In numbers: More shares, Gromit?
140
Employees of animation studio Aardman, makers of Wallace & Gromit, who will share in a 75 per cent stake in the business under a delightful new employee ownership scheme.
25%
Share that founders Peter Lord and David Sproxton will retain in the business as part of an arrangement to help protect the independence of the Bristol-based bringers-of-joy.
£2.5 million
Aardman’s expected profits this year, helped by selling various rights to new theme park star Shaun the Sheep.

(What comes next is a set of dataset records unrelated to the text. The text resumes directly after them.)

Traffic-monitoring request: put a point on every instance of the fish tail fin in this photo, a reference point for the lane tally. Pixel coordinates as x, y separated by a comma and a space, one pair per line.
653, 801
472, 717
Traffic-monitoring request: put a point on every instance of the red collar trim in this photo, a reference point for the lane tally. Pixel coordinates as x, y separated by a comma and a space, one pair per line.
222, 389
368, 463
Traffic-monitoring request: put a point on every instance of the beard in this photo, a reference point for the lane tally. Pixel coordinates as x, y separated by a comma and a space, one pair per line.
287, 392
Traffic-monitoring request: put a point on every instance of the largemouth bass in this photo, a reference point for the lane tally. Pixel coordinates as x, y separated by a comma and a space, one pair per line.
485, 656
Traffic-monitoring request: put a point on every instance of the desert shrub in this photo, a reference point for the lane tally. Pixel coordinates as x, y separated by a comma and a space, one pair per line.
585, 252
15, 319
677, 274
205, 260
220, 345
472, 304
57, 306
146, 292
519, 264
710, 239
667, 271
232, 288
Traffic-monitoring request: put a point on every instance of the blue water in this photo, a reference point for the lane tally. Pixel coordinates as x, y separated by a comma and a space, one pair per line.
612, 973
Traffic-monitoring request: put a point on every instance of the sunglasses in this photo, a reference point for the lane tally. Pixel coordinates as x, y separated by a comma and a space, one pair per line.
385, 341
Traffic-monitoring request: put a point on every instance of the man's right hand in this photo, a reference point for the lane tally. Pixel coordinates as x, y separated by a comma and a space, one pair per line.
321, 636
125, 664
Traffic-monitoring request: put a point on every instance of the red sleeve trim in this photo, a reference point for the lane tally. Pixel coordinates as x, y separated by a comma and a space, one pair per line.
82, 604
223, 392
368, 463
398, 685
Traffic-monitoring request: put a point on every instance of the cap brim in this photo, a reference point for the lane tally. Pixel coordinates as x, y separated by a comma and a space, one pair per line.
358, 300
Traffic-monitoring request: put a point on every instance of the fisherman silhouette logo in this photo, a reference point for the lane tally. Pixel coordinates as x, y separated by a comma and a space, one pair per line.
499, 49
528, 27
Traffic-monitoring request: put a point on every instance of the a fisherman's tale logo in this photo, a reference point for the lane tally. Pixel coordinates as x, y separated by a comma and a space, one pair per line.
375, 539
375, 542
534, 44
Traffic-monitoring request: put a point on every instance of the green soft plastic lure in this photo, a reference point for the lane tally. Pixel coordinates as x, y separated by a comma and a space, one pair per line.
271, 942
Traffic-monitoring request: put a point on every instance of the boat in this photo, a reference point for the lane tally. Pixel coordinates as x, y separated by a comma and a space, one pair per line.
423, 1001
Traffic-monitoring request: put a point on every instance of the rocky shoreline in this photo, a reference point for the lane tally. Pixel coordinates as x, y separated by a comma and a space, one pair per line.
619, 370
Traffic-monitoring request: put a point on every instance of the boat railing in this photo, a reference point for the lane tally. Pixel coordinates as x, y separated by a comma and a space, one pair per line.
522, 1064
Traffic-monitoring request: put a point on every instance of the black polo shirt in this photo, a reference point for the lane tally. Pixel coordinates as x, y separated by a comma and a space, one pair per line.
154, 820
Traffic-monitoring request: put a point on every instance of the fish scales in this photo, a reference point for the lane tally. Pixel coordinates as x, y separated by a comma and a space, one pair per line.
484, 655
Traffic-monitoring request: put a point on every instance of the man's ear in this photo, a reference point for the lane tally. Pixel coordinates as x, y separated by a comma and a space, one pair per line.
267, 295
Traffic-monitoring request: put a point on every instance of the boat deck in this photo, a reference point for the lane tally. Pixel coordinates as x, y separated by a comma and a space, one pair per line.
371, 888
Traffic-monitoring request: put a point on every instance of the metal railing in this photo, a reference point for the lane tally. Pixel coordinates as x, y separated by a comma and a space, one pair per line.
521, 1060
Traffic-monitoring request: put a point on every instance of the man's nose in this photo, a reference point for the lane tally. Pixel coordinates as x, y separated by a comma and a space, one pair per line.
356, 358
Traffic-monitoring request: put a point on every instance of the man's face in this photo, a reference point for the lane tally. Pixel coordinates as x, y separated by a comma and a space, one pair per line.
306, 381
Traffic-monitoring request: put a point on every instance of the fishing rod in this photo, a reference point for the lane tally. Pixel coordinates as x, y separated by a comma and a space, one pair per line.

Image of the week: Brexit teetering
Just another day in Whitehall, London, as anti-Brexit protesters blocked the gates of Downing Street on Wednesday. Some were removed by police. On Downing Street itself, Theresa May was busy briefing the cabinet on her Brexit plans, some 874 days after Britain voted to leave the EU. At the time of writing, no one knows what's going on, a statement that is, to be fair, quite likely to still apply at the time of reading too. Brexit-watchers may remember that UK former Brexit negotiator David Davis said last year that he was "running a set of projects that make the Nasa moonshot look quite simple", only for a German academic specialising in risk assessment to analyse the claim and conclude that Brexit was actually "incomparably more complex" than the first moon landing, with the key difference that the US was "aware of the complexity of its undertaking".

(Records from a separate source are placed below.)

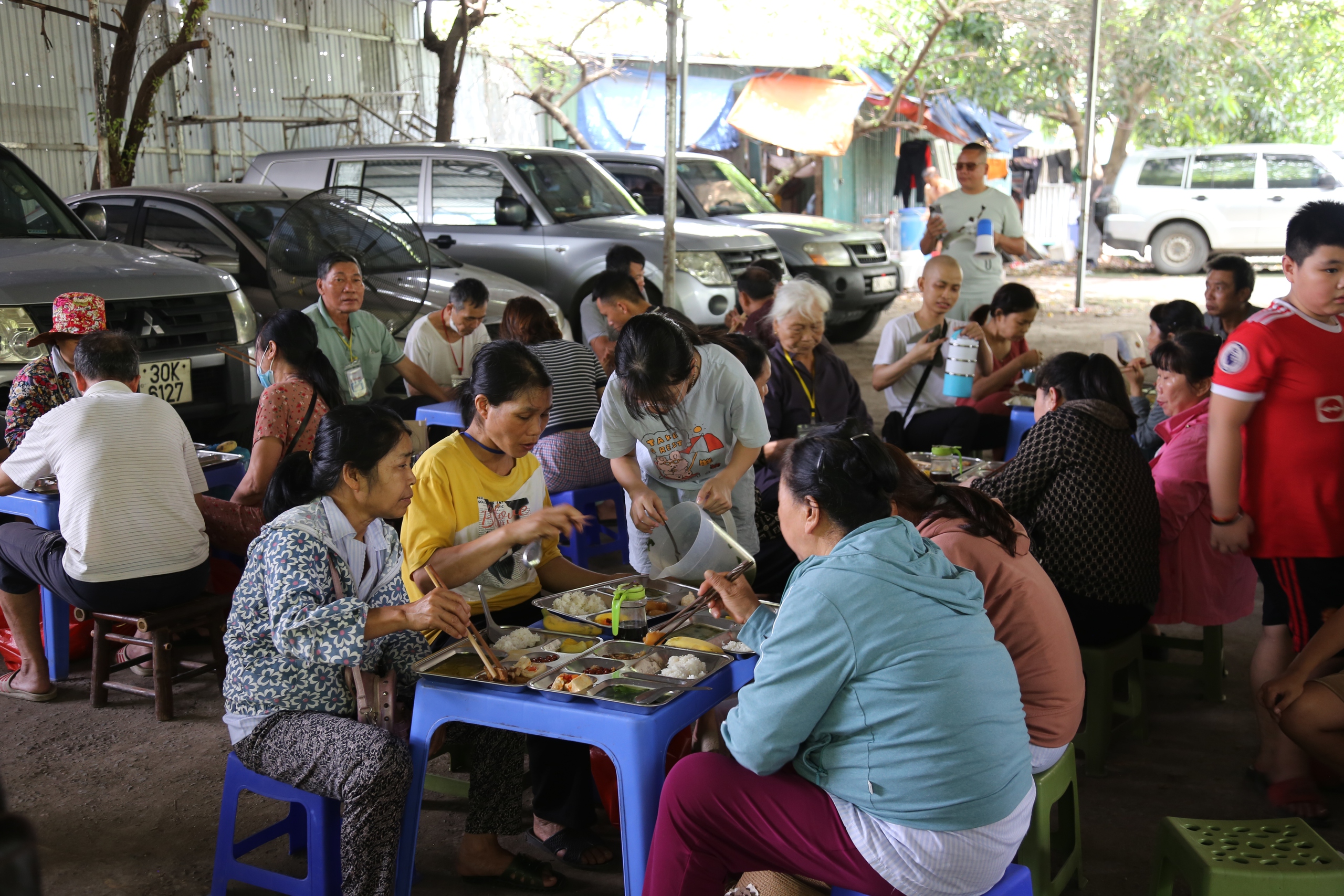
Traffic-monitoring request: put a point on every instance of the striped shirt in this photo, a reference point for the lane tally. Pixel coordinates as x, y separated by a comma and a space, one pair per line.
575, 378
127, 471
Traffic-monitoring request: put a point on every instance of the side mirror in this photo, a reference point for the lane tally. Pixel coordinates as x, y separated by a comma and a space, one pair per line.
227, 263
94, 218
510, 210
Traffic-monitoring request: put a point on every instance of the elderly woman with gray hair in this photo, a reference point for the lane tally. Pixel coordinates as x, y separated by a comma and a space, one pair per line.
810, 386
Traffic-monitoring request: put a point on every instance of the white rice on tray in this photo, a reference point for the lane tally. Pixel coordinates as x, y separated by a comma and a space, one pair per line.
685, 667
579, 604
519, 640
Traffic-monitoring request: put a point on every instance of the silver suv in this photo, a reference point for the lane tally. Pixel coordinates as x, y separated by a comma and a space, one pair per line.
1189, 203
850, 261
545, 217
178, 312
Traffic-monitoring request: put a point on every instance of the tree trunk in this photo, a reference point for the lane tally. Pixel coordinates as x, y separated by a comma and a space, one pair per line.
1124, 129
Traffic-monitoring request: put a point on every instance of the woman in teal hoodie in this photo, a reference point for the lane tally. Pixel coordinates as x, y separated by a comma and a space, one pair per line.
882, 746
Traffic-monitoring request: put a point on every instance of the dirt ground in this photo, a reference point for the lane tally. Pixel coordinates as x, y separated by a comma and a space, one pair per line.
127, 805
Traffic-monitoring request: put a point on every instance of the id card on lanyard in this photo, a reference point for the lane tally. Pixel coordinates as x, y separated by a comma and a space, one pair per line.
354, 371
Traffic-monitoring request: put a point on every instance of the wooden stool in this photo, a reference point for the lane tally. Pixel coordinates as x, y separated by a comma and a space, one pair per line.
1100, 730
1209, 672
156, 630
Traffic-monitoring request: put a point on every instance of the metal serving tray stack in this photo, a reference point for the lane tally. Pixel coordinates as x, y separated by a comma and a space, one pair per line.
664, 590
603, 656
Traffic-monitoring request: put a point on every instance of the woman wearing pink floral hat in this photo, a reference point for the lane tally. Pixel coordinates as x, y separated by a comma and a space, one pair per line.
50, 381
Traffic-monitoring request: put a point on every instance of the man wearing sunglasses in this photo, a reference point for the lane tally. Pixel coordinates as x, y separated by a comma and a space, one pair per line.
953, 224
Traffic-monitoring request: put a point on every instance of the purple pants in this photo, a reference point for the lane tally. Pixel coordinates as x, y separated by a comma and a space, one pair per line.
717, 818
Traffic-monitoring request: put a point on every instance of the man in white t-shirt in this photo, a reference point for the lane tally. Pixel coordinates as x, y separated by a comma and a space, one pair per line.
444, 343
953, 222
132, 539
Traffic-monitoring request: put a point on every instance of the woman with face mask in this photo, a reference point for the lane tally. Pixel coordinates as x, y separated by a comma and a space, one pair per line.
299, 388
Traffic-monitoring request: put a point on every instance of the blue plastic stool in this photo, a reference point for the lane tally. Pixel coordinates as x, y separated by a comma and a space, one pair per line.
313, 824
1016, 882
1019, 421
589, 542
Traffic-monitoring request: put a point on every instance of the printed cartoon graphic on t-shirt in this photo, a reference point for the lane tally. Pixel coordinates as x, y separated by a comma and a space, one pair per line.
679, 458
510, 570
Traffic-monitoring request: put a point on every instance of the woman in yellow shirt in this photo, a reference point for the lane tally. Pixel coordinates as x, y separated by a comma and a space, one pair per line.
480, 500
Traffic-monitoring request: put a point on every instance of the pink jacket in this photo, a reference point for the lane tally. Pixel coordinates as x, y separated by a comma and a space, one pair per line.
1030, 621
1198, 583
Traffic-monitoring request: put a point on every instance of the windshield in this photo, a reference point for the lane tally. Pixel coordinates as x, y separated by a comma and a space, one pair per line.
721, 188
572, 187
29, 210
257, 219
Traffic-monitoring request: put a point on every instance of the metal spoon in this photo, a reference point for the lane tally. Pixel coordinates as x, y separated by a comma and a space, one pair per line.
492, 630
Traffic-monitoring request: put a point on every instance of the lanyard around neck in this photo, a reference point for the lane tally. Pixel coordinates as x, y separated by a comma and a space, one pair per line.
807, 392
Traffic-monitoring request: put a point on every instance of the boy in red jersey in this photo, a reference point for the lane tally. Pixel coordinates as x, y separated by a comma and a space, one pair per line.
1276, 469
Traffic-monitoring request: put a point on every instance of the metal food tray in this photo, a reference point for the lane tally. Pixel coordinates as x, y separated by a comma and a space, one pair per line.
666, 590
601, 653
215, 458
464, 647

The lexicon: Amazon Threat Basket
The "Amazon Threat Basket" is an investment fund populated by stocks assumed to be vulnerable to disruption, if not obliteration, from all-powerful Amazon. The fund manager behind it thinks there has been a "shoot first ask questions later" over-reaction to some retailers and distributors which perhaps aren't quaking in Amazon's shadow as much as had been expected – at least, not yet. "It's like a portfolio of misfit toys," Abhay Despande, chief investment officer of Centerstone Investors, told Bloomberg, which published a report on a newfound vogue for "underdogs" that trade quite cheaply because they aren't part of the trendier FAANG (Facebook, Amazon, Apple, Netflix and Google parent Alphabet) gang. Another fund manager, for example, is keen on buying shares in the "Amazon Babies", or "the babies getting thrown out with the bathwater".
Getting to know: Susanna Dinnage
In a sign that today's sports governing bodies are increasingly synonymous with their status as the owners of mega-lucrative media rights, the new boss of the English Premier League is someone whose executive experience has been gained in the cut-and-thrust of the commercial media world. Susanna Dinnage, who will succeed Richard Scudamore to become the league's third chief executive, is currently global president of Animal Planet, part of the Discovery group of TV channels. She will swap baby elephants and big cats for the thrill of packed stadiums, manager mind games and the next round of TV rights negotiations. In a previous role as head of Discovery in the UK, the Fulham season ticket holder last year clashed with football rightsholder Sky as the two companies faced off over how much Sky would pay for Discovery's channels, including Eurosport. Discovery said afterwards that it came away with a "materially better" deal.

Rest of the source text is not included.